Judge bars polygamist Kingston from visiting children

Salt Lake City/November 24, 2004

Salt Lake City -- A juvenile court judge has yanked visitation privileges from polygamist John Daniel Kingston after the weekly meetings allegedly upset some of his children.

Judge Andrew Valdez revoked Kingston's visitation rights Monday for nine of the 11 children he has with Heidi Mattingly.

Ten of the children were taken away from the home after Valdez ruled Kingston abused them and that their mother failed to protect them. Since then, Kingston's interaction with the children has been limited to weekly supervised visits.

The family landed in court after Kingston threatened two of his teenage daughters for piercing their ears without his permission. The girls, ages 13 and 16, told police they were afraid of their father, who allegedly threatened to rip out their earrings for going against his wishes.

Valdez has barred Kingston from contact with Mattingly, who has custody of their 4-month-old daughter, and from the two teenage daughters who were pulled from their mother's home in February.

Kingston is believed to have more than 100 children with about 14 women.

Caseworker Curtis Giles alleges Kingston inappropriately told the children their plight was like biblical persecution, tried to prejudice them against their foster parents, failed to supervise them during visits and tried to sway their testimony.

According to court documents, Kingston's 4-year-old son consistently soils himself prior to and after visits with his father, and his 9-year-old son wets the bed the night before scheduled visits with Kingston. State officials also allege that the meetings served Kingston's needs more than those of his children.

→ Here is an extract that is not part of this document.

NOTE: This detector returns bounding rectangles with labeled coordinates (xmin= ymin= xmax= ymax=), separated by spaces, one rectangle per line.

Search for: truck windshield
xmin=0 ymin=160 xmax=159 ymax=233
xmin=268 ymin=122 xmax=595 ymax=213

Daniel Irvin, Kingston's attorney, said the allegations were ''ridiculous.''

''Could it be they don't want to go to a foster home, that they see their dad and want to go home with him?'' Irvin said. ''Where do they stop if wetting the bed is enough to not let you have visitation?''

Valdez agreed Monday to an emergency request filed by Assistant Attorney General Carolyn Nichols to curtail Kingston's visits. Guardian Ad Litem Kristen Brewer said Tuesday that linking the children's behavior to a fear of Kingston was reasonable given his history.

Valdez scheduled a hearing for Dec. 8 for Kingston to respond to the allegations.

According to Giles, during an Oct. 25 visit, Kingston told the younger children their oldest brother was in a prisonlike place and compared his situation to the Bible's story of Daniel, who was thrown in a lion's den because of his beliefs. He also gave the children, and the oldest brother, a book about that story, according to court documents.

The 15-year-old boy has been in ARTEC, a secure juvenile facility, since being removed from Foster's home.

During a Nov. 1 visit, Kingston's 4-year-old son showed up with a black eye, which prompted his father to remark, ''So they punched you in the eye, did they?''

Giles warned Kingston it was inappropriate to ''coach'' the children about the incident, which was under investigation. The caseworker said Kingston continued to ask his children questions and ''restate their answers to them in a twisted way,'' prompting another warning.

Irvin said any parent would be concerned if a child in foster care turned up with a black eye.

At another time, Kingston's 4-year-old son allegedly berated his foster mother for having pierced ears and being unable to bear children, calling her ''Satan's whore.'' Giles said the child later apologized.